The following compares the two approaches in case of dense or sparse maps. Each test case performs 100'000 modifications or lookups. However, the dense cases randomly pick any IPv4 address, while the sparse case only pick 20 different IPv4 addresses. See benches/benchmark.rs for more details.

Operation Mode PrefixMap treebitmap factor
Insert & Remove dense 31.78ms 47.52ms ~1.5x
Lookup dense 32.36ms 8.409ms ~0.25x
Insert & Remove sparse 6.645ms 7.329ms ~1.1x
Lookup sparse 8.394ms 12.30ms ~1.5x

In addition, prefix-trie includes a PrefixSet analogeous to std::collections::HashSet, including union, intersection and difference operations that are implemented as simultaneous tree traversals. Further, prefix-trie has an interface similar to std::collections, and includes methods for accessing all children of a node. Finally, it offers a general longest-prefix match that is not limited to individual addresses.

Description of the Tree

The tree is structured as follows: Each node consists of a prefix, a container for a potential value (Option), and two optional children. Adding a new child, or traversing into the tree is done as follows: we look at the most significant bit that is not part of the prefix itself.

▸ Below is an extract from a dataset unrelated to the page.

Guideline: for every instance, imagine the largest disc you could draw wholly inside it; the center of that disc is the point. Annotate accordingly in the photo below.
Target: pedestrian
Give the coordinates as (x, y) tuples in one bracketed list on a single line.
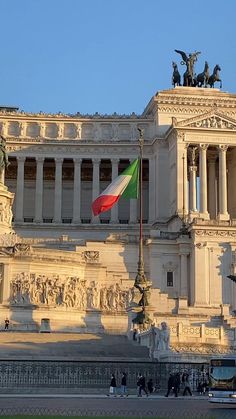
[(170, 384), (112, 389), (134, 334), (186, 384), (150, 386), (177, 383), (7, 322), (123, 388), (141, 383)]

If it is not set, then we take the left branch, and otherwise, we take the right one.


Any iteration over all elements in the tree is implemented as a graph traversal that will yield elements in lexicographic order (with the exception of mutable iteration of the PrefixMap). This also includes the iteration over the union, intersection, or difference of two PrefixSets, which are implemented as simultaneous tree traversals. Further, calling retain will also traverse the tree only once, removing elements during the traversal.

Operations on the tree

There are several operations one can do on the tree. Regular inserts are handled using the Entry structure. An Entry is a pointer to a location in the tree to either insert a value or modify an existing one. Removals however are different.

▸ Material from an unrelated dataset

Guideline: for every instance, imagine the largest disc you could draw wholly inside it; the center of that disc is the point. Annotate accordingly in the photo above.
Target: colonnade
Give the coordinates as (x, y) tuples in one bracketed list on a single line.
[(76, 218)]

The following are the computational complexities of the functions, where n is the number of elements in the tree.

Operation Complexity
entry, insert O(log n)
remove, remove_keep_tree O(log n)
remove_children (calling drop on T) O(n)
get, get_lpm, get_mut O(log n)
retain O(n)
clear (calling drop on T) O(n)
Operations on map::Entry O(1)

There are three kinds of removals you! can do:

  • PrefixMap::remove will remove an entry from the tree and modify the tree structure as if the value was never inserted before. PrefixMap::remove will always exactly revert the operation of PrefixMap::insert. When only calling this function to remove elements, you are guaranteed that the tree structure is indistinguishable to a different tree where you only inserted elements.
  • PrefixMap::remove_children will remove all entries that are contained within the given prefix. This operation will search for the node with the shortest prefix length that is contained within the given prefix and remove it, including all of its children.
  • PrefixMap::remove_keep_tree will not change anything in the tree structure. It will only remove a value from a node. As soon as you call remove_keep_tree once on a tree structure, the tree will no longer be optimal.


Migrate to a TreeBitMap, described by W. Eatherton, Z. Dittia, G. Varghes.